Molecular mechanism of stress response, aging, cancer therapeutics: My research focuses on functions of TGF-b signaling in animal development. The transforming growth factor-beta (TGF-beta) superfamily consists of a large group of secreted growth factors that regulate various cell responses such as cell arrest, cell proliferation, apoptosis, cell differentiation, tumor genesis, and tumor metastasis. Our studies on TGF-b signaling components in stress response will impact cancer therapy strategy
Stress affects aging significantly. Genetic mutations resulting in high tolerance of stress cues often live longer, whereas mutations bearing lower tolerance often live shorter. There are various signal pathways that regulate stress response and aging. We are using C. elegans as a model to dissect the molecular aspects of stress response and evaluate how genes affect aging process, in particular the DBL-1 / TGF-beta pathway components.
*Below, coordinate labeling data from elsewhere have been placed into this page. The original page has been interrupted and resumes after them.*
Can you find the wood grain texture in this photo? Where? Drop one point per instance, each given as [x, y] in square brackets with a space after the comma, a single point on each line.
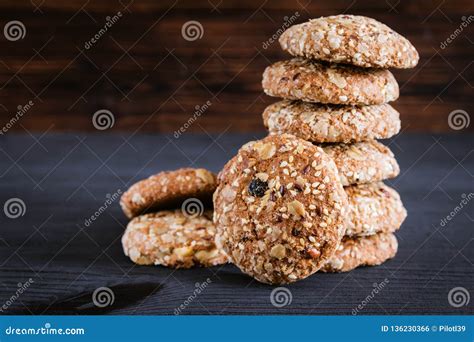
[151, 78]
[64, 179]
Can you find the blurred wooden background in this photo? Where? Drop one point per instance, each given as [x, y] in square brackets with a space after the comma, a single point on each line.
[152, 79]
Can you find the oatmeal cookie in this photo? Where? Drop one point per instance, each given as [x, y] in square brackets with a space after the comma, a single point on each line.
[321, 123]
[363, 162]
[374, 208]
[311, 81]
[168, 189]
[279, 209]
[363, 251]
[350, 39]
[173, 239]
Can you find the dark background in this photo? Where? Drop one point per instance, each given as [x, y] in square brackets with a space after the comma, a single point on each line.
[151, 79]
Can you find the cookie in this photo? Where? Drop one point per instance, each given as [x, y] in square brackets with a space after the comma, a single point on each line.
[373, 208]
[311, 81]
[363, 162]
[172, 238]
[332, 123]
[350, 39]
[280, 209]
[363, 251]
[168, 189]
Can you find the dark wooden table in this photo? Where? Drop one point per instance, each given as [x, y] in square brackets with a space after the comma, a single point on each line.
[64, 178]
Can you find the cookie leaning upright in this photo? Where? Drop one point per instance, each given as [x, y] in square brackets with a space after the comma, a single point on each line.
[279, 209]
[168, 189]
[350, 39]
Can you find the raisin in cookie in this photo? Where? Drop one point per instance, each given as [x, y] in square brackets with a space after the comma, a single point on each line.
[311, 81]
[168, 189]
[321, 123]
[350, 39]
[173, 239]
[279, 209]
[374, 208]
[363, 251]
[363, 162]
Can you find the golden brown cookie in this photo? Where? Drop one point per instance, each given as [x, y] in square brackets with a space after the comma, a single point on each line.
[167, 190]
[363, 251]
[311, 81]
[321, 123]
[350, 39]
[173, 239]
[373, 208]
[363, 162]
[280, 209]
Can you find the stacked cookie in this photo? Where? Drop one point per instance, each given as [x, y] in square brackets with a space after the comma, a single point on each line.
[171, 220]
[336, 92]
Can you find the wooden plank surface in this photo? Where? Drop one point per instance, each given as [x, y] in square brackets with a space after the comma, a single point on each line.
[63, 179]
[151, 78]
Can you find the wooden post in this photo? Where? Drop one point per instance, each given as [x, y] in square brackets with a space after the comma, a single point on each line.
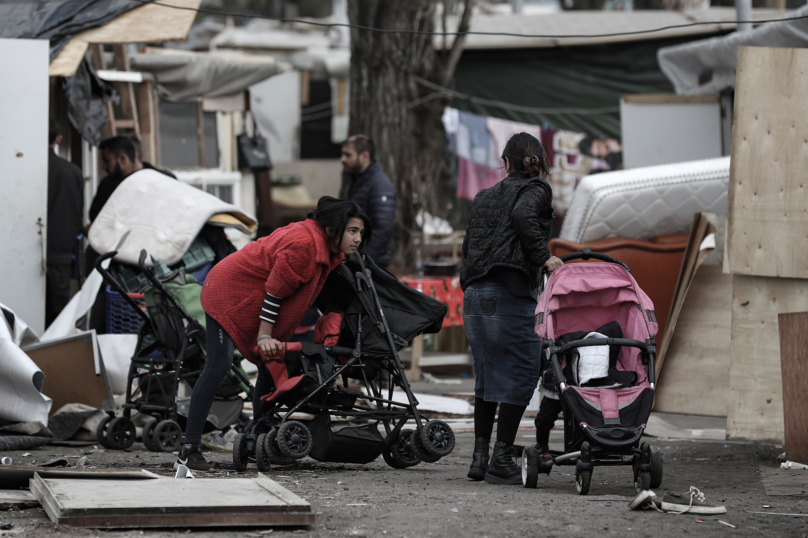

Genes regulating stress response affect significantly the efficiency of cancer therapy. One type of cellular stress response often results in cross-protection of other stressor in cells. Stress response genes and pathways could be therapeutic targets for cancers. Meanwhile, TGF-beta signaling components are mutated in various cancers at various frequencies. Altered gene expression also plays important role in tumor progression and tumor metastasis. Our studies on TGF-beta signaling components in stress response will impact cancer therapy strategy.